I enjoyed reading C.S. Lewis growing up, especially the Narnia series and the Silent Planet series.
The movies are a bit of a skew off the books, but that's to be expected.
In this most recent movie, based of the book The Voyage of the Dawn Treader, at the end, Caspian is given the choice to see if his father is in Aslan's country, representative of heaven.
Caspian: Is my father in your country?
Aslan: You can only find that out for yourself, my son. But you should know that if you continue, there is no return.
Caspian then approaches the wall of water separating the world and Aslan's country, reaches his hand out to touch the water, then withdraws it. He turns, and even if you're watching the movie in poor lighting, you can see the redness in his eyes.
Edmund: You're not going?
Caspian: I can't imagine that my father would be very proud if I gave up what he died for. I've spent too long wanting what was taken from me and not what was given. I was given a kingdom...people...
He turns to Aslan...
Caspian: I promise to be a better king.
Aslan: You already are.
Oh boy. I can imagine myself having this conversation with Aslan, and as a type of Jesus Christ, I can imagine putting Jesus Christ in this conversation.
I would ask all those 1,000,000 questions I have about what I am, what I'm supposed to do, what I'm allowed to do, etc. Yes - the only way to find out for certain if I'd be happier, more fulfilled, more complete, more obedient, may very well be to pursue transition.
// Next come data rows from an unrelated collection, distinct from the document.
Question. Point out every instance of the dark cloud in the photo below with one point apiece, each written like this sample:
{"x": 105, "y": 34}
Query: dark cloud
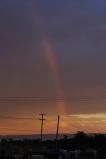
{"x": 77, "y": 31}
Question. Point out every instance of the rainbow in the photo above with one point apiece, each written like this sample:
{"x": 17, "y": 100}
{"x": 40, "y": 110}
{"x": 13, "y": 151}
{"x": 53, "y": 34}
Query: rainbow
{"x": 55, "y": 72}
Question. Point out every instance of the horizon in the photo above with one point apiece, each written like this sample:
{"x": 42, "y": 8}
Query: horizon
{"x": 52, "y": 60}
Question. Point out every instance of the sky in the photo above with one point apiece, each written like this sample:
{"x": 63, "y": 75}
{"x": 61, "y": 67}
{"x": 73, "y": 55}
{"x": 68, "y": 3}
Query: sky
{"x": 52, "y": 60}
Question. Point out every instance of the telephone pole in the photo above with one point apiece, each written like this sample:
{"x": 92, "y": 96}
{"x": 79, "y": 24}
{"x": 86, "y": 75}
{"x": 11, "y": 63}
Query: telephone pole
{"x": 42, "y": 119}
{"x": 57, "y": 131}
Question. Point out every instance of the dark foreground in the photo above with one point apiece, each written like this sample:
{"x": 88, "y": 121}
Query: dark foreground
{"x": 80, "y": 146}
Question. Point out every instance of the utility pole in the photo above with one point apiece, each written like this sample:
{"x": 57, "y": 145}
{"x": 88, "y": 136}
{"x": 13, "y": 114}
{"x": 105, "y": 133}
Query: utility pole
{"x": 42, "y": 122}
{"x": 57, "y": 131}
But Caspian's response has me befuddled. As many of us do, I feel like I missed what I was supposed to be - what I could have been, could have enjoyed while growing up to become a woman. I want to chase, to take back what I feel has been taken from me!
But was it taken from me for a purpose? As Job lost everything but his life and a whiny wife - all for God's purpose - what if what can be accomplished with my suffering is what Jesus Christ needs accomplished in His Church?
If I spend all this time wanting and seeking what was taken from me, I will miss what I've been given. A beautiful wife, beautiful children, a church family that loves God, that loves each other honestly and deeply, an opportunity to influence the lives of others, to influence the city our church is in.
As much as it hurts to stay as I am, can I really be so selfish as to give up what I've been given to chase a dream - a dream that I do not know whether or not it will bring me happiness - enough happiness to overcome the pain of the loss of what I've been given?